Deswegen ist es ein rationaler Vorschlag, dieses Problem zu lösen. In den vergangenen zehn Jahren haben alle anderen Versuche nichts gebracht. Wenn Rettung immer bedeutet, dass ich nach Europa komme, machen sich umso mehr Menschen auf den Weg. Sie nehmen dabei sogar den eigenen Tod in Kauf. Ich will das so nicht mehr mitmachen.

Ein heikles Thema sind Straftaten, die von geflüchteten Menschen begangen wurden. Sie schreiben, dass tödliche Messerattacken zunehmen. Können Sie das mit Zahlen belegen?

Die letzten Zahlen des Landeskriminalamts besagen, dass es ein Wachstum um 20 Prozent gibt. Bei Messerattacken insgesamt. Bei tödlichen Messerattacken werden die Zahlen nicht so genau ausgewiesen.

Aber 20 Prozent mehr Messerangriffe sind, finde ich, besorgniserregend. Was noch auffälliger ist: Immer mehr traumatisierte Asylbewerber, die sich in einem psychischen Ausnahmezustand befinden, attackieren fremde Menschen im öffentlichen Raum. Es gab Axtangriffe in Zügen, Messerangriffe im Kaufhaus, in Arztpraxen und auf den Straßen.

Die Frage, ob wir diesen traumatisierten Personenkreis von Asylbewerbern ausreichend unterstützen und beobachten können, muss man stellen. Die Serie dieser fürchterlichen und tragischen Ereignisse ist zu lang, um sie als Zufall abzutun.

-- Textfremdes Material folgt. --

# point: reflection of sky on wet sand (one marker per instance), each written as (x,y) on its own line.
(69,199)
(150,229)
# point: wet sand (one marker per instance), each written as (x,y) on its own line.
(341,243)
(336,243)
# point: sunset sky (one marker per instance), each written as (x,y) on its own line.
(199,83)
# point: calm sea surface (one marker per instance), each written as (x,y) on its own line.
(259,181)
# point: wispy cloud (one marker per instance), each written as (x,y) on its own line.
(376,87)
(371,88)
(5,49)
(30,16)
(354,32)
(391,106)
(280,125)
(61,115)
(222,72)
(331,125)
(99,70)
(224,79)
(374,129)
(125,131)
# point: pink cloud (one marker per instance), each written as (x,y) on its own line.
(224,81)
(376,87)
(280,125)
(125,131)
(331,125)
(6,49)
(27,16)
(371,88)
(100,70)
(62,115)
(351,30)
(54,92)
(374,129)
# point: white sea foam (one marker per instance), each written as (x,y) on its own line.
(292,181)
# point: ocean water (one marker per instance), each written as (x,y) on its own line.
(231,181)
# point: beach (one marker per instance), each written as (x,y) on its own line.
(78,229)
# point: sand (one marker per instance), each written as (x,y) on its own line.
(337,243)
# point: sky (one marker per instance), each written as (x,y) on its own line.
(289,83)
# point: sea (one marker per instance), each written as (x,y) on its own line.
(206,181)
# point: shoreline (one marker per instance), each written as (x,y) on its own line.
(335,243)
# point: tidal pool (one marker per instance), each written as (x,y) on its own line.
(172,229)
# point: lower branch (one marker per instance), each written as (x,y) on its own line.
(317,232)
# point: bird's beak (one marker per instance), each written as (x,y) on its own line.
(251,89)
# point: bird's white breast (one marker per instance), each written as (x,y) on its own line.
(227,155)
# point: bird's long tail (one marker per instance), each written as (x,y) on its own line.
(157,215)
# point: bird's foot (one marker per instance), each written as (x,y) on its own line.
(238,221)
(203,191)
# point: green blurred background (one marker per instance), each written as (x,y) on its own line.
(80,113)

Sie bilanzieren, dass man keine Politik gegen zwei Drittel der Bevölkerung machen kann. Entstammt diese Einschätzung Ihrem Bauchgefühl oder ist die Zahl belegbar?

Wenn ich die Umfragen richtig verstehe, sagen inzwischen zwei Drittel der Deutschen, dass sie die Zuwanderung stärker steuern und begrenzen wollen. Wer diesen Leuten sagt, dass das der Staat nicht kann, der nimmt in Kauf, dass sich die Menschen vom Staat abwenden. Wer darauf antwortet und sagt, das will ich aber nicht, ihr seid Rassisten, der nimmt in Kauf, dass diese Menschen unmittelbar zur AfD laufen. Deswegen sage ich: Auf Dauer wird man eine Politik gegen zwei Drittel der Bevölkerung nicht durchhalten.